Abstract
Holocene land level and relative sea level are affected by a multitude of processes along the west coast of Luzon Island in the Philippines. Melting of higher-latitude continental ice sheets from last glacial maximum through the mid-Holocene led to eustatic sea-level rise, and the redistribution of ice and meltwater loads resulted in glacial isostatic adjustment (GIA) processes that are ongoing today, even in low latitudes. Off the west coast of Luzon, the South China Sea plate subducts under the Philippine Mobile Belt at the Manila Trench, inducing elastic deformation over the megathrust seismic cycle that has a maximum amplitude somewhere between the coastline and the trench but which may still be appreciable onshore. Yet some relative plate motion is taken up onshore, as evidenced by uplifted inferred Pleistocene terraces tens of meters above present mean sea level.
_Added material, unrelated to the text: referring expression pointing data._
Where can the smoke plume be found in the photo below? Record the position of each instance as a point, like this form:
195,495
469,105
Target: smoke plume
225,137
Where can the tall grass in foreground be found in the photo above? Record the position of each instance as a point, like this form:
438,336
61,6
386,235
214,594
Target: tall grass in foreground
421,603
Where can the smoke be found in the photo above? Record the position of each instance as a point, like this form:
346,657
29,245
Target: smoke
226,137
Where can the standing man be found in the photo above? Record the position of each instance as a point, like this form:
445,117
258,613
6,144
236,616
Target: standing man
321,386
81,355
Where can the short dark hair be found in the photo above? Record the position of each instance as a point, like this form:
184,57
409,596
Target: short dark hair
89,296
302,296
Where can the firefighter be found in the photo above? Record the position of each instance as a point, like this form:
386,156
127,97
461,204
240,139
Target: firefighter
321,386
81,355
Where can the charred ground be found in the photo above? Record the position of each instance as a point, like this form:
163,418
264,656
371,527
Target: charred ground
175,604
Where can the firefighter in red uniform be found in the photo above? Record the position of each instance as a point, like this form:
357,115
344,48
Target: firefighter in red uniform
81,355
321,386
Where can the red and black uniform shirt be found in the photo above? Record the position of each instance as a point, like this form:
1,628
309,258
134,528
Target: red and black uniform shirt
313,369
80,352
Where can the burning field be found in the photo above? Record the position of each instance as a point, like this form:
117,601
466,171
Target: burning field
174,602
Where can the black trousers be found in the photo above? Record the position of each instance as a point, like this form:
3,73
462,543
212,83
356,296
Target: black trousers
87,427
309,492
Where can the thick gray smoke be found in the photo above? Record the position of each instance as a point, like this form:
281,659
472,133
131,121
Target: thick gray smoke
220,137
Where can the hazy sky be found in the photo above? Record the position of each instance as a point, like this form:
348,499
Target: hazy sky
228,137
We have dated, slabbed, and analyzed a set of Holocene coral microatolls at the Pagsanahan site in Badoc municipality, Ilocos Norte province, on Luzon. Coral microatolls precisely track relative sea level (RSL), allowing the reconstruction of both the position of RSL and rates of RSL change. Preliminary analysis reveals the complicated interplay of multiple drivers of RSL: RSL rose rapidly until ~7500 cal yr BP, before dropping abruptly by ~1 m. We surmise these reconstructions capture rapid RSL rise toward a regional mid-Holocene highstand due to meltwater input and GIA, interrupted by ~1 m of coseismic uplift locally. We are working to elucidate details and identify potential causative faults.